Managing the privileges available to a container, is important to the ongoing integrity of the container and the host on which it runs. With privilege, comes power, and the potential to abuse that power, wittingly or unwittingly.

A simple container example, serves to illustrate:

$ sudo docker container run -itd --name test alpine sh
8588dfbfc89fc5761c11ebff6c9319fb655da92a1134cd5810031149e5cfc6e0  
$ sudo docker container top test -eo pid
PID  
2140  
$ ps -fp 26919
UID        PID  PPID  C STIME TTY          TIME CMD  
root      2140  2109  0 10:31 pts/0    00:00:00 sh  

A container is started in detached mode, we retrieve the process ID from the perspective of the default (or host's) PID namespace, list the process, and find that the UID (user ID) associated with the container's process is root. It turns out that the set of UIDs and GIDs (Groups IDs) are the same for the container and the host, because containers are started with the privileged user with UID/GID=0 (aka root or superuser). A big ask, but if the container's process were able to break out of the confines of the container, it would have root access on the host.

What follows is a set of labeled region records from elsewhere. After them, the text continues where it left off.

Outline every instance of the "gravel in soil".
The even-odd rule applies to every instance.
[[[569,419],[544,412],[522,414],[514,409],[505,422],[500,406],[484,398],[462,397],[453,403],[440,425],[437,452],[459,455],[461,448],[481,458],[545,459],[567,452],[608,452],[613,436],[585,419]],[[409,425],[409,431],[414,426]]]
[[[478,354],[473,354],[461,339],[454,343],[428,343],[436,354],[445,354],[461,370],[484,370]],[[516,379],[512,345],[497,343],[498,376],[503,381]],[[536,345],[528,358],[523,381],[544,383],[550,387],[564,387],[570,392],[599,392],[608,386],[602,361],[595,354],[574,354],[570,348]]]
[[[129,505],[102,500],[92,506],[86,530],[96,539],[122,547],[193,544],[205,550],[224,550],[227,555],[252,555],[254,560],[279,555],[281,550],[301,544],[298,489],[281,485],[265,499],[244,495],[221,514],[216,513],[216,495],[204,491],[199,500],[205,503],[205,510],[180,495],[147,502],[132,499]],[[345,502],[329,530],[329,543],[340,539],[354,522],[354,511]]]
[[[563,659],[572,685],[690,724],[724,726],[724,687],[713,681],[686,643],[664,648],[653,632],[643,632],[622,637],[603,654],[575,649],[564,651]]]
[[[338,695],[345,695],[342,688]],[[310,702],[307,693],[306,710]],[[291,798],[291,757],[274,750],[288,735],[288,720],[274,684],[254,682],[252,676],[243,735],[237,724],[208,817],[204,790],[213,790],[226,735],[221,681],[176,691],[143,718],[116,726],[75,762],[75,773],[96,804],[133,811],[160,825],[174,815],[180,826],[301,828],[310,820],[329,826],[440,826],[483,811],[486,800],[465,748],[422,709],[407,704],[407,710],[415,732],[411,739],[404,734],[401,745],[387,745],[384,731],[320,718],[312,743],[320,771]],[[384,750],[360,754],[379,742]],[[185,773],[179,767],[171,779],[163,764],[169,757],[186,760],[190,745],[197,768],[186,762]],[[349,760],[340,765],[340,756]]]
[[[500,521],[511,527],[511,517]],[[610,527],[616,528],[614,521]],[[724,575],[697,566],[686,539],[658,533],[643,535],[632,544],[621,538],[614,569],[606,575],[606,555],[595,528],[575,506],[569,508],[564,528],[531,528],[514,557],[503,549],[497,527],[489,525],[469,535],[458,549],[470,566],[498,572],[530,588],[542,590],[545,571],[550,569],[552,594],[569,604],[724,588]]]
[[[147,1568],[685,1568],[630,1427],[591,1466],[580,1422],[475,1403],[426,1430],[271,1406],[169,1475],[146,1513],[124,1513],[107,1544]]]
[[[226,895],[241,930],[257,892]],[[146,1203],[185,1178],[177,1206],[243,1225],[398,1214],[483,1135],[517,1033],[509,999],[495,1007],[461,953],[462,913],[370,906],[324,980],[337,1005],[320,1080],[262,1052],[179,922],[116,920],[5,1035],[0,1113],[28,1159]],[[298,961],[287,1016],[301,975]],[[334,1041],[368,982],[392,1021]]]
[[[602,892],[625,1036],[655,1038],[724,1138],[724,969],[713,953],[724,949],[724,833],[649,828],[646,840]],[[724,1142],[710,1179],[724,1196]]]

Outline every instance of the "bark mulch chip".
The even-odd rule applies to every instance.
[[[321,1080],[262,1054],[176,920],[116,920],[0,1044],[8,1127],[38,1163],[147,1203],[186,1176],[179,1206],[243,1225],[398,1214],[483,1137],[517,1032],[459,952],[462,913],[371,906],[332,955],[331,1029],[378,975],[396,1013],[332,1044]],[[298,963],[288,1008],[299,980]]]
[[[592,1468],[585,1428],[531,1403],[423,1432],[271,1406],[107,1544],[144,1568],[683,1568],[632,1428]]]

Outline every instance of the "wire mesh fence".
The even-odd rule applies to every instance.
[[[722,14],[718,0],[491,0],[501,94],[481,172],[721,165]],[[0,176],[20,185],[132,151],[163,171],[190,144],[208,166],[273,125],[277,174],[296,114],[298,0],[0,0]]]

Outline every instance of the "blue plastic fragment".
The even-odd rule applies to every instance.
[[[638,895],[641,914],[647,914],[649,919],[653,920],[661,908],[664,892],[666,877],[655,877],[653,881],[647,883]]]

There are lots of things we can do to mitigate this risk. Docker removes a lot of potentially, pernicious privileges by dropping capabilities, and applying other security mechanisms in order to minimize the potential attack surface. We can even make use of user namespaces, by configuring the Docker daemon to map a UID/GID range from the host, onto another range in the container. This means a container's process, running as the privileged root user, will map to a non-privileged user on the host.

If you're able to make use of the --userns-remap config option on the daemon, to perform this mapping, you absolutely should. Unfortunately, it's not always possible or desirable to do so - another story, another post! This puts us back to square one; what can we do to minimize the risk? The simple answer is, that we should always be guided by the principle of least privilege. Often, containers need privileges that are associated with the root user, but if they don't, then you should take action to run your containers as a benign user. How do you achieve this?

A Simple Example

Let's take a simple Dockerfile example, which defines a Docker image for the AWS CLI. This use case might be more suited to a local developer's laptop, rather than a sensitive, production-based environment, but it will serve as an illustration. The image enables us to install and run AWS CLI commands in a container, rather than on the host itself:

FROM alpine:latest

# Define build argument for AWS CLI version
ARG VERSION

# Install dependencies, AWS CLI and clean up.
RUN set -ex                                     && \  
    apk add --no-cache                             \
        python                                     \
        groff                                      \
        less                                       \
        py-pip                                  && \
    pip --no-cache-dir install awscli==$VERSION && \
    apk del py-pip

CMD ["help"]  
ENTRYPOINT ["aws"]  

Assuming the contents of the above are in a file called Dockerfile, located in the current working directory, we can use the docker image build command to build this image. Assuming we have made the local user a member of the group docker, which for convenience, will provide unfettered access to the Docker CLI (something that should only ever be done in a development environment), the following will create the image:

$ docker image build --build-arg VERSION="1.14.38" -t aws:v1 .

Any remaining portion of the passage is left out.